After retiring from the Navy, Burr worked in the private sector in multiple engineering and supply-chain firms before joining NIF 10 years ago. His extensive experience in both civilian and military leadership prepared him for the role, he believes: “I call it my background in command and control.”

User Office Director Kevin Fournier, who worked with him as a colleague when Burr was a shot director and is now his supervisor, said, “It’s been a pleasure to work with Bob, and I very much enjoy his professionalism and can-do attitude. Bob also has a great, dry sense of humor which makes every day entertaining as well as professionally satisfying.”

For Burr, the secret to engineering a schedule is maintaining flexibility—what he calls the philosophy of moving targets. He’s a man who posts what few things hang on his office wall with a few push pins, never anything as permanent as nails or wood screws. His job may require him to make firm schedules every six months, and for the full fiscal year.
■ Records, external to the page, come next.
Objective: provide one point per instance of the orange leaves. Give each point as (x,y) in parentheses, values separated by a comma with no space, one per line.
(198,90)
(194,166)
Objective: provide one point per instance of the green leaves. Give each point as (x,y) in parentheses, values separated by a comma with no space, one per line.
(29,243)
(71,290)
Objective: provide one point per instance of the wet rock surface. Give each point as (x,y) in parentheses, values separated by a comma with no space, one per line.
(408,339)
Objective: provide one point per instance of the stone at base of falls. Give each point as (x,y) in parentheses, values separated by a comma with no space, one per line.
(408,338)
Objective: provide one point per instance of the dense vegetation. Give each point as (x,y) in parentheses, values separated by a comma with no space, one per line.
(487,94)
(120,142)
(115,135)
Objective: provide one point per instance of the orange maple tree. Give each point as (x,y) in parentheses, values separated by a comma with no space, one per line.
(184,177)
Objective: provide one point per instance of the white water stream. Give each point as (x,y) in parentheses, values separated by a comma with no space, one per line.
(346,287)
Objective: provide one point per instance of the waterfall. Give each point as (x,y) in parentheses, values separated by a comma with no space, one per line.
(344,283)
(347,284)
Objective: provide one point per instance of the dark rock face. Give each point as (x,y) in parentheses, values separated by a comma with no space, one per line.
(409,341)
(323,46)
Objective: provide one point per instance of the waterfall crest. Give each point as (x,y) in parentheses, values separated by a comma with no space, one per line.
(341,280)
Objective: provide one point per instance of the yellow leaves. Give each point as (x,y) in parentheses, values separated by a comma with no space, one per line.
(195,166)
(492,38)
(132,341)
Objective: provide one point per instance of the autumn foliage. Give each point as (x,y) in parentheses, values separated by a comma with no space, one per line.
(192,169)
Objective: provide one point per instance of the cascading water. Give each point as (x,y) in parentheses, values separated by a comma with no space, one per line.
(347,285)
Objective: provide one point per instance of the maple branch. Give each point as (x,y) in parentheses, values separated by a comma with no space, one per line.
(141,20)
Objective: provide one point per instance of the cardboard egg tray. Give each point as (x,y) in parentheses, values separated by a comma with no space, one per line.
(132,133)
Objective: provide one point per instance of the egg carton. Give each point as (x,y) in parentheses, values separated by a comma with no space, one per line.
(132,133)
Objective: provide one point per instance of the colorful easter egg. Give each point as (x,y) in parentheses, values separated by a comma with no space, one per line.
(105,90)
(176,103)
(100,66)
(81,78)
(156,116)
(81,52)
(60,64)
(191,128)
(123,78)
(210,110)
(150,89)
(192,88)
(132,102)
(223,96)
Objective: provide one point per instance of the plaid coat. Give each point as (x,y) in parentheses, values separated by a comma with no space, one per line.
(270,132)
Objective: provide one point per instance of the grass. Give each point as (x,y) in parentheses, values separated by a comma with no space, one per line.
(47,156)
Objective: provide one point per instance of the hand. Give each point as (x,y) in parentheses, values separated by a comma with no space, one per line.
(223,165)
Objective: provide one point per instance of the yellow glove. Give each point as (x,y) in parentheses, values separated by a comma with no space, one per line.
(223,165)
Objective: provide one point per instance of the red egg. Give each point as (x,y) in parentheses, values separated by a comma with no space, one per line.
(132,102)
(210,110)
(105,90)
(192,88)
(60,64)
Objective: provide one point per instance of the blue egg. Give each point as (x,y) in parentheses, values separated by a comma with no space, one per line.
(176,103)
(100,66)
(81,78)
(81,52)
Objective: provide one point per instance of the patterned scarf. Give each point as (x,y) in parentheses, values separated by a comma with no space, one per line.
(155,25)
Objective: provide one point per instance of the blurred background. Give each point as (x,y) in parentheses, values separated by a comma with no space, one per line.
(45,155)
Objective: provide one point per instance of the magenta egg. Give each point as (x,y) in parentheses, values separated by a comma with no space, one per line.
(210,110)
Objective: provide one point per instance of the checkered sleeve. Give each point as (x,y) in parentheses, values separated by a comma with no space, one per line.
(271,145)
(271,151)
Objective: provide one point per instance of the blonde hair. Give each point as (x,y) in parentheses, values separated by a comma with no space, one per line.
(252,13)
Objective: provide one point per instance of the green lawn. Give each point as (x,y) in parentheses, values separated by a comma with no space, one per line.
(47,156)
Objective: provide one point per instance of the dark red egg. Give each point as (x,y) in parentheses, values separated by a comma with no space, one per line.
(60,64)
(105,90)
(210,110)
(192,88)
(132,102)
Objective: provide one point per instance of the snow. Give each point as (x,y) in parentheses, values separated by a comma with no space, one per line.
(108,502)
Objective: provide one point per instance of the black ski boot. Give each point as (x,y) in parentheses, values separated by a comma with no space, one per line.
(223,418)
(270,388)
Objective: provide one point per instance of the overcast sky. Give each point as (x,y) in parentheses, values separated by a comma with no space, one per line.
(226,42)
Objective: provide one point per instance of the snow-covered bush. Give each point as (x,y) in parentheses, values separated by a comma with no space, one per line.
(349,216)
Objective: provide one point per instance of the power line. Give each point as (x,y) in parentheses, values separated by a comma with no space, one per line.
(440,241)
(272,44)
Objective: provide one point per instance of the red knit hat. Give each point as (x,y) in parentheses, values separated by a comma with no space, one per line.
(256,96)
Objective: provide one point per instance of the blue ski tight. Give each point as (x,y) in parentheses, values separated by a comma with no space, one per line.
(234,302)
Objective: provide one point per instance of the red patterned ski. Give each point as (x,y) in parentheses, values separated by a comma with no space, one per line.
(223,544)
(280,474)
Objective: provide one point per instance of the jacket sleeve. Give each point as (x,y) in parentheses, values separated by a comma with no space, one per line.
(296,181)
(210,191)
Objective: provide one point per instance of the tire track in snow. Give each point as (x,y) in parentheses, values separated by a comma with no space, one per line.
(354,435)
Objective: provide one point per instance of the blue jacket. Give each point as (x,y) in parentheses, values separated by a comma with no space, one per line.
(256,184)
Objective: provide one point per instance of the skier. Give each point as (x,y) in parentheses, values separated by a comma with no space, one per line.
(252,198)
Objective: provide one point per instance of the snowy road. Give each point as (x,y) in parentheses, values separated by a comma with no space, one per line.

But he also deals with daily and weekly schedule issues at NIF because, as in real life, the unexpected happens.

He tries to approach his personal life with the same unflappability. He learned golf because there was plenty of sun and turf while he was stationed in Hawaii. He learned to really love the game when his teenage children Ryan and Kristen began playing both golf and soccer competitively. With his wife Nancy, a Bay Area native and longtime San Francisco Giants fan, he’s become a passionate enough fan himself to adopt the Giants as his hometown team.

To Burr, the son of a former serviceman, life outside NIF comes down to one word: Family.

“I made the decision early on, when I left the service, that I wanted a life where I was there for my family. And that’s the life I have,” he said.

At NIF, he works to maintain the balance between supply and demand and between planning and flexibility. “How do I schedule the facility in a way that allows us a way to be predictive, to be able to plan, to address supply-chain management?” Burr asks. “How can you plan a year ahead? How can you not? That’s the challenge that keeps me going all the time.”